5.4In grief 4 klaagt Hoge Weide nog dat de rechtbank ten onrechte heeft overwogen dat de in de brief van 29 oktober 2009 gevraagde garantstelling voor Hoge Weide minder belastend was dan de in artikel 9 van de algemene voorwaarden genoemde vormen van zekerheid. Deze grief faalt bij gebrek aan belang, nu uit de brief blijkt dat aan Hoge Weide de keuze werd gelaten tussen de verschillende vormen van zekerheid.

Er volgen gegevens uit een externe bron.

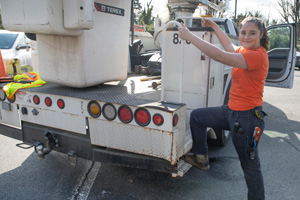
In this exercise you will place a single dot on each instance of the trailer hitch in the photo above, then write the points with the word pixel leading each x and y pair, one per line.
pixel 42 149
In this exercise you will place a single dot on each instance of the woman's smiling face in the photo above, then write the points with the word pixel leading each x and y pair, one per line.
pixel 250 35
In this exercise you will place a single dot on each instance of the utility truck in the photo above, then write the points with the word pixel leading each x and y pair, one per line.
pixel 92 108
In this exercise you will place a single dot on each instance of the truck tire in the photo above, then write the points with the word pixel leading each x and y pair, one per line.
pixel 222 135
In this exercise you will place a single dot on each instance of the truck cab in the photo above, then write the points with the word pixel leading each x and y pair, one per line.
pixel 91 108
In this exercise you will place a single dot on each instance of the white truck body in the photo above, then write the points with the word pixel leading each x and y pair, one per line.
pixel 70 56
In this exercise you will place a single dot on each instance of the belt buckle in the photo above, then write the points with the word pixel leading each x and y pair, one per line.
pixel 257 114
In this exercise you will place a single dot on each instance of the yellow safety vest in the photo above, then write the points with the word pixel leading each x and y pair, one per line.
pixel 32 79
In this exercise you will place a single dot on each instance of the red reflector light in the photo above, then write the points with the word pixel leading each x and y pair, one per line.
pixel 109 111
pixel 142 117
pixel 175 120
pixel 158 119
pixel 48 101
pixel 94 109
pixel 36 99
pixel 60 103
pixel 125 114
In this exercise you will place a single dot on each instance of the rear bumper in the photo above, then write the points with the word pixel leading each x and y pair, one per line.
pixel 81 145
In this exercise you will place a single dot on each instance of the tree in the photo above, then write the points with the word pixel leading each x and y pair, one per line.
pixel 137 8
pixel 1 27
pixel 146 18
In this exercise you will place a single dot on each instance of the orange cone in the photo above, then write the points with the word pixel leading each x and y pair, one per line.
pixel 2 67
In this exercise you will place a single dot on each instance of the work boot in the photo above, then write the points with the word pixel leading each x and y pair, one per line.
pixel 200 161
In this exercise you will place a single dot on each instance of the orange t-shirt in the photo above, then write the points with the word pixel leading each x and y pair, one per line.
pixel 2 67
pixel 247 85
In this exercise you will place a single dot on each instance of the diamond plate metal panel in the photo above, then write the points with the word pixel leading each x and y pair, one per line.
pixel 131 138
pixel 10 117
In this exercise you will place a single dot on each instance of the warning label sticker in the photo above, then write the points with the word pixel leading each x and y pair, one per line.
pixel 109 9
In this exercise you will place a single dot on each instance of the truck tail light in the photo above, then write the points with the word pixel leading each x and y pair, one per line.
pixel 60 103
pixel 94 109
pixel 2 95
pixel 36 99
pixel 109 111
pixel 142 117
pixel 48 101
pixel 158 119
pixel 125 114
pixel 12 99
pixel 175 120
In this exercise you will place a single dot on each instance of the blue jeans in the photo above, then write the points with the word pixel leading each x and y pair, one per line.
pixel 223 118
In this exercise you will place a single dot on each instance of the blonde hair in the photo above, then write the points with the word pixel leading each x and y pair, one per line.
pixel 264 41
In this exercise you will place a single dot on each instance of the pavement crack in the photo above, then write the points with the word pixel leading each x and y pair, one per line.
pixel 84 186
pixel 292 145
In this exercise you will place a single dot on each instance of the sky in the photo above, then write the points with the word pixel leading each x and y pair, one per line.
pixel 266 7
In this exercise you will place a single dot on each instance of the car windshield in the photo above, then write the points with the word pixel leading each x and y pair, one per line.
pixel 7 40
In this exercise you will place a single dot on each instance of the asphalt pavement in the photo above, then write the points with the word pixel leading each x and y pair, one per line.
pixel 23 176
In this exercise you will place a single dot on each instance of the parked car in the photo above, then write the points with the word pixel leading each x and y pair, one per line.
pixel 298 59
pixel 15 45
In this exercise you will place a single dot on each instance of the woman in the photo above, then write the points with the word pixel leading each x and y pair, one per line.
pixel 244 110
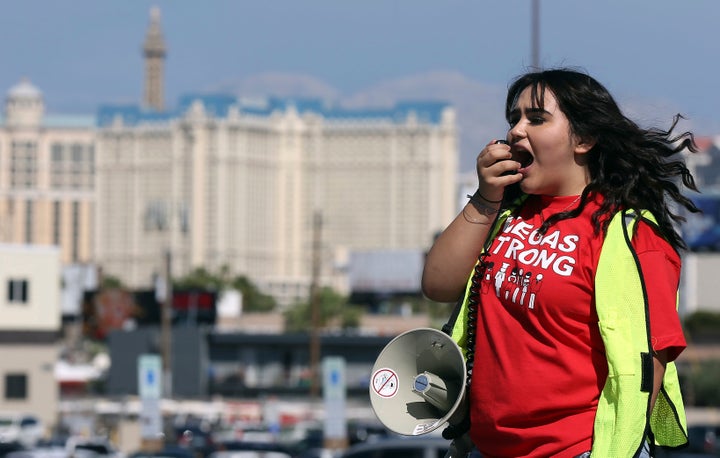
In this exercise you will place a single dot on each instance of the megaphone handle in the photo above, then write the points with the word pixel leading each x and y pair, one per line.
pixel 460 447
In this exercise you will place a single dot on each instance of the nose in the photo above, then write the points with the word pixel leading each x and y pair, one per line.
pixel 517 132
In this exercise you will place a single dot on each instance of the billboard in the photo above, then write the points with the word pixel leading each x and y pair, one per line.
pixel 701 231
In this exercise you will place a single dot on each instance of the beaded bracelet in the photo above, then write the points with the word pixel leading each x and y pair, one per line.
pixel 481 207
pixel 477 194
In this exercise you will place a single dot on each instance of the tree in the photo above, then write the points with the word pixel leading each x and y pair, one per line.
pixel 333 307
pixel 253 299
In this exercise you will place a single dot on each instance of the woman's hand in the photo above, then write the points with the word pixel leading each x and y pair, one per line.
pixel 496 169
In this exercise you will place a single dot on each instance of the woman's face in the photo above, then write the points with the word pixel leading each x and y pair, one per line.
pixel 553 160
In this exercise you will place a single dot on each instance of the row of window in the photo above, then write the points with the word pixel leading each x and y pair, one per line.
pixel 72 165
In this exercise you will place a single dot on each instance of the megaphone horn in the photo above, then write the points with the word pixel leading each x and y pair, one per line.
pixel 418 383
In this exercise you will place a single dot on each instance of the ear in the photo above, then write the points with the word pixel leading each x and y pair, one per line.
pixel 584 145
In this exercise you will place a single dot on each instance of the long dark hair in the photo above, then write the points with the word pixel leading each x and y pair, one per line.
pixel 630 167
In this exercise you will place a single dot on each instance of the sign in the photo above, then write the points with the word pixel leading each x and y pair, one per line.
pixel 150 391
pixel 334 389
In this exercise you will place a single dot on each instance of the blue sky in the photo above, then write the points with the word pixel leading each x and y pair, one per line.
pixel 85 52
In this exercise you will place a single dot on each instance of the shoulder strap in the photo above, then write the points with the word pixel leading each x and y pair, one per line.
pixel 448 327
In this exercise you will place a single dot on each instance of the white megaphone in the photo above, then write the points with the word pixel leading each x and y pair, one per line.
pixel 418 384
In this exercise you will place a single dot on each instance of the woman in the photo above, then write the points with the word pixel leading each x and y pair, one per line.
pixel 544 376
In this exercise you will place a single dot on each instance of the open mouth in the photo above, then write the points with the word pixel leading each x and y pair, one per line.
pixel 523 157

6. Nu Eneco in oktober 2009 zekerheid mocht verlangen van Hoge Weide, kan de mededeling in de bijlage bij de brief van 29 oktober 2009 van Eneco dat indien geen aanvullende zekerheid wordt afgegeven, Eneco in 2010 geen gas zou leveren, niet worden aangemerkt als een mededeling als bedoeld in artikel 6:83 sub c BW. Anders dan Hoge Weide stelt, is Eneco dus niet in verzuim geraakt en bestond voor Hoge Weide geen goede grond om de overeenkomst te ontbinden. In het midden kan dan blijven of de overeenkomst is geëindigd door de brief van 12 november 2009 van Hoge Weide dan wel door ontbinding zoals aangekondigd in de brief van 24 november 2009 van Eneco. Voor de vordering van Eneco maakt dit geen verschil. Hoge Weide heeft betoogd dat nu zij in haar brief van 12 november 2009 verzoekt om een bevestiging dat alle overeenkomsten met betrekking tot de levering van gas per 1 januari 2010 geëindigd zullen zijn, zonder zodanige bevestiging helemaal geen sprake is van beëindiging (pleitnota mr. Heukels, nr. 10). Dit betoog wordt verworpen, aangezien de brief kennelijk ertoe strekte de overeenkomst eenzijdig te beëindigen. Eneco moest dan ook uit de brief van 12 november 2009 van Hoge Weide afleiden dat Hoge Weide in 2010 haar verplichtingen uit de overeenkomst niet zou nakomen, zodat Hoge Weide dientengevolge in verzuim is geraakt (artikel 6:83 onder c BW) en verplicht is tot schadevergoeding (artikel 6:74 lid 1 BW). Grief 13, die uitgaat van een andere opvatting, faalt derhalve. Voor zover dit anders zou zijn, is Hoge Weide in elk geval in verzuim geraakt door na te laten de verlangde zekerheid te verstrekken binnen de in de brief van 24 november 2009 genoemde termijn, zodat Eneco de overeenkomst terecht heeft ontbonden en zij op grond van artikel 6:277 lid 1 BW jegens Hoge Weide aanspraak heeft op schadevergoeding.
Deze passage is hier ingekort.